Life with ASL

Sophomore Izzy Fenwick learned sign language at a young age


 People usually learn their native language at a very young age. Sophomore Izzy Fenwick learned an additional language – American Sign Language – to communicate with her parents.

With deaf parents ASL was Fenwick’s primary language she learned to use on a daily basis. 

“I never really took ASL classes,” Fenwick said. “My parents just taught me. I always compare it to a kid learning Spanish [as an additional language]. You’re just around it so much, so it’s just natural.”

Fenwick says ASL can be challenging because some people learn different words in different ways.

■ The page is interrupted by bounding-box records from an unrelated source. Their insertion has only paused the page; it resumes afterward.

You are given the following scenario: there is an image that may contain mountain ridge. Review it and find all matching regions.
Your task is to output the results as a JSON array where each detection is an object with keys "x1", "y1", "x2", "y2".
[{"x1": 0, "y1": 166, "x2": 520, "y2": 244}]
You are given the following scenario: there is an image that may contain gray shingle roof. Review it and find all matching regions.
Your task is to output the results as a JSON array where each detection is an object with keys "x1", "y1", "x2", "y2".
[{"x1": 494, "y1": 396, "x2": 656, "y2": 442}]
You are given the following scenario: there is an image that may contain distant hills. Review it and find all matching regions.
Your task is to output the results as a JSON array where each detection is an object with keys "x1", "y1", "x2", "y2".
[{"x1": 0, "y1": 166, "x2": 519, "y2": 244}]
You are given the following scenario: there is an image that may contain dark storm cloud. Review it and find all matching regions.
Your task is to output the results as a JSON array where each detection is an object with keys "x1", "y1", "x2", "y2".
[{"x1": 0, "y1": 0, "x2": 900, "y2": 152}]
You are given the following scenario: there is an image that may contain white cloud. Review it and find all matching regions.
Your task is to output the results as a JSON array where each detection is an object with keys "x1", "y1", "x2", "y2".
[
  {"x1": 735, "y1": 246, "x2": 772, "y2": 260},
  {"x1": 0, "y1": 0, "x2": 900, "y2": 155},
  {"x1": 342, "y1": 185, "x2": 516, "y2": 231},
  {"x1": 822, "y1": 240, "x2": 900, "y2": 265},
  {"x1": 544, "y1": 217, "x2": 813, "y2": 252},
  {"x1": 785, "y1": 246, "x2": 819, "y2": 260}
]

“I think the challenges were that my parents would teach me a different version of it, but somebody else would do something different,” Fenwick said. “So I had to adapt to how people say different things, kind of like slang.”

Now that Fenwick is older, she says ASL helps open up to more cultures and helps her communicate with deaf customers at work. 

“I think it helps you be more open to other cultures and be more understanding,” Fenwick said. “It helps out – like at work, there are a lot of deaf people that come in.”

Fenwick says that she learned to speak English from her sister, grandparents and her neighbor growing up.

“My sister can hear, my grandma can hear and the rest of my family can hear, so they immersed me more with speaking English,” Fenwick said. “I was around my neighbor a lot which really helped me learn grammar.”

Fenwick has advice for anyone learning ASL.

“I would tell them to stick with it and don’t over complicate, a lot of deaf people want to embrace ASL and the deaf community.”